Тогда, махнув на все рукой, Кожин решил спуститься на площадку, примыкающую к утесу, и заночевать на ней. Он чувствовал, что не в состоянии продолжать поиски.
Черной тенью, без единого звука, приземлился он на каменную площадку и двинулся по ней к стене утеса, надеясь найти там какую-нибудь подходящую для ночлега нишу. Но не успел он сделать и десяти шагов, как раздался строгий окрик:
— Стой! Кто идет?
Кожин вздрогнул от неожиданности и остановился как вкопанный. От радости он даже забыл, что нужно ответить. Собравшись с духом, крикнул:
— Свой! Русский!
Вспыхнул фонарик и осветил Кожину лицо.
— Не наш! — сурово сказал один голос.
— Ясно, что не наш! — отозвался второй голос и тут же крикнул: — Руки вверх, приятель!
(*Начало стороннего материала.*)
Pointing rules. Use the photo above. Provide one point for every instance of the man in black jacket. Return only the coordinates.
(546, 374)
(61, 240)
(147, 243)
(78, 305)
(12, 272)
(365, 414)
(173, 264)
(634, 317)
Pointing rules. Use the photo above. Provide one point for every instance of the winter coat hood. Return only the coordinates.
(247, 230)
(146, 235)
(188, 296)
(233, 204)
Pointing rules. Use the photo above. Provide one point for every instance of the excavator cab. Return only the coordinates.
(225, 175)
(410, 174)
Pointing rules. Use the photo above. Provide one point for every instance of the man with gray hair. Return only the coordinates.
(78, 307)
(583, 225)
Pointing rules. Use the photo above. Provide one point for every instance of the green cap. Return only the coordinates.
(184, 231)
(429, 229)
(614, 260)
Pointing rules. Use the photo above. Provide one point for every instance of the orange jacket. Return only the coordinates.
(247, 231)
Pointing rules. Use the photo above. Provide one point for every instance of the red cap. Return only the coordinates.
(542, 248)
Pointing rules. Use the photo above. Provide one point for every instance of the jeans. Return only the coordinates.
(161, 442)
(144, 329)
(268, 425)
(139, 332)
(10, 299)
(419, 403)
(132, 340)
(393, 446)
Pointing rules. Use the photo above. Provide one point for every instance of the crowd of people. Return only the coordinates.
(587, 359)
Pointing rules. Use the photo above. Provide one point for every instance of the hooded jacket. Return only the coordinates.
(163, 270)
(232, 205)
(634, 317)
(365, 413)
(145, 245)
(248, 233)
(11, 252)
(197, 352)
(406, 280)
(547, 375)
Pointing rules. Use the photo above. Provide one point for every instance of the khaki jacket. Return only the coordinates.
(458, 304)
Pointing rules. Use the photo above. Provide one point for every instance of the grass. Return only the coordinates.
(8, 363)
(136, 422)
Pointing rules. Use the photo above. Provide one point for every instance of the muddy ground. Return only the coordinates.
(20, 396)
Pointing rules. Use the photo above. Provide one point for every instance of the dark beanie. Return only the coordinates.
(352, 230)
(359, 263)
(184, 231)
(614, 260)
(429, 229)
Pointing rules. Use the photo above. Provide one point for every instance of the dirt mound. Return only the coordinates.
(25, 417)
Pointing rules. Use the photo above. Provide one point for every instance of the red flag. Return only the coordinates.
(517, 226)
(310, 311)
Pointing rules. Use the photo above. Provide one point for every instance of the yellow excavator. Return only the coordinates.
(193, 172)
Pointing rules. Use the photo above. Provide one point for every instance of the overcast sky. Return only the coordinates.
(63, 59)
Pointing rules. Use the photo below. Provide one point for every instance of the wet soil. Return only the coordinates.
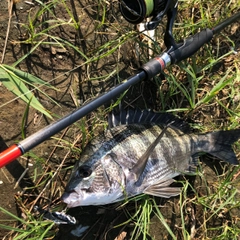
(49, 63)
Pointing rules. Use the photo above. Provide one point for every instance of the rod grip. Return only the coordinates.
(9, 155)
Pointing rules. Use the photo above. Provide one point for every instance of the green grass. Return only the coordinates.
(204, 89)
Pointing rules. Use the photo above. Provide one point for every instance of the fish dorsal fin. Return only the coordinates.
(162, 189)
(140, 165)
(137, 116)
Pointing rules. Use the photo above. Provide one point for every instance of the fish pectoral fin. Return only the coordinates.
(162, 189)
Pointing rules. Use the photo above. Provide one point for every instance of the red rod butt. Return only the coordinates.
(9, 155)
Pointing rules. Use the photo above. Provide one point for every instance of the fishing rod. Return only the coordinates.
(175, 53)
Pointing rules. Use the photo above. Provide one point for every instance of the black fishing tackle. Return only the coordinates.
(135, 11)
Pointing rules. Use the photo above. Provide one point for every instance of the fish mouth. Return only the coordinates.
(70, 198)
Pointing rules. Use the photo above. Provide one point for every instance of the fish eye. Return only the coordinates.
(84, 171)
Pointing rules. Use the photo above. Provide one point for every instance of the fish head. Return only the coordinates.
(100, 180)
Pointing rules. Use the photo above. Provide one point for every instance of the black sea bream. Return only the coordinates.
(141, 152)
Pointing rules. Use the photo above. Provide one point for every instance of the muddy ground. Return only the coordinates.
(49, 63)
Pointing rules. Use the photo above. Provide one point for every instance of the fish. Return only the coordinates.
(142, 152)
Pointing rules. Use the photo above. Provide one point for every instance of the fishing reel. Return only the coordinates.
(135, 11)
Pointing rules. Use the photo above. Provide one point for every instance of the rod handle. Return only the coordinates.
(9, 155)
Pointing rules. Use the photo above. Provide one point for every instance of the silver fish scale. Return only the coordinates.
(170, 157)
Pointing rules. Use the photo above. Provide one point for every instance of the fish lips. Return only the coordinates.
(71, 199)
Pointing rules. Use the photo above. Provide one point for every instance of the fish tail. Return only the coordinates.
(219, 144)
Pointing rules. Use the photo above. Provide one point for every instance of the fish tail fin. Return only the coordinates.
(219, 144)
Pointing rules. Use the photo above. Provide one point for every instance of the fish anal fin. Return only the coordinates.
(162, 189)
Кожин повиновался. Фонарик неотступно следил за ним. Быстрые руки обшарили его и выхватили из кармана пистолет.
Первый голос после этого спросил:
— Как попал сюда? Кто такой?
— Я сержант Кожин из десантной группы майора Локтева. Доложите обо мне майору.
— Кожин? Сержант Кожин?! Который без вести… Гонза, ступай разбуди майора! Скажи, что Кожин нашелся!.. Погоди, сержант, не опускай пока руки! Это непорядок!.. Как же ты все-таки попал сюда?
— Да уж попал… — неопределенно ответил Кожин. Через минуту стукнула дверь.
Раздался удивленный голос майора Локтева:
— Черт! Откуда ты взялся, Иван?!. Все правильно, ребята, это мой человек. Пошли!
Кожина повели по каким-то темным подземным переходам, пропитанным крепкими застоявшимися запахами. Потом распахнулась грубо сколоченная дверь, и Кожин увидел небольшой грот, тускло освещенный свечой.
6
На стенах блестела сырость. Тяжелый спертый воздух казался непригодным для дыхания. Обстановка была более чем скромной — стол, три ящика вместо стульев, две раскладные койки.
На одной из коек лежал смуглый бородатый мужчина. Увидев Кожина, он вскочил и сунул ноги в резиновые сапоги.
Локтев плотно прикрыл за собой дверь и остановился возле нее, внимательно разглядывая Кожина. Потом спокойно сказал:
— Здравствуй, сержант. Прибыл, значит? Это хорошо, что прибыл!
Он произнес эти слова по-русски и лишь после этого, словно спохватившись, обратился к бородачу по-чешски:
— Знакомься, Горалек. Это мой сержант Кожин. Тот самый.
У бородача оказался на диво густой и гулкий голос:
— Ишь ты! Выходит, сам пришел… Садись, сержант, отдыхай!
Кожин опустился на ящик. Устало подумал: «Осторожно принимают. Не верят. Ничего, потом поверят. Только бы не заставляли прямо сейчас все рассказывать. Дали бы сначала поесть да выспаться!»
Горалек словно прочел его мысли.
— Есть хочешь, шахтер? — спросил он.
— Честно говоря, хочу. Очень хочу! — признался Кожин. Перед ним появились колбаса, хлеб, бутылка пива. Кожин принялся за еду, а Локтев и Горалек молча на него смотрели. Когда он наелся и поблагодарил за угощение, майор спросил:
— Как же ты, сержант, в лагерь-то к нам попал? Провел кто?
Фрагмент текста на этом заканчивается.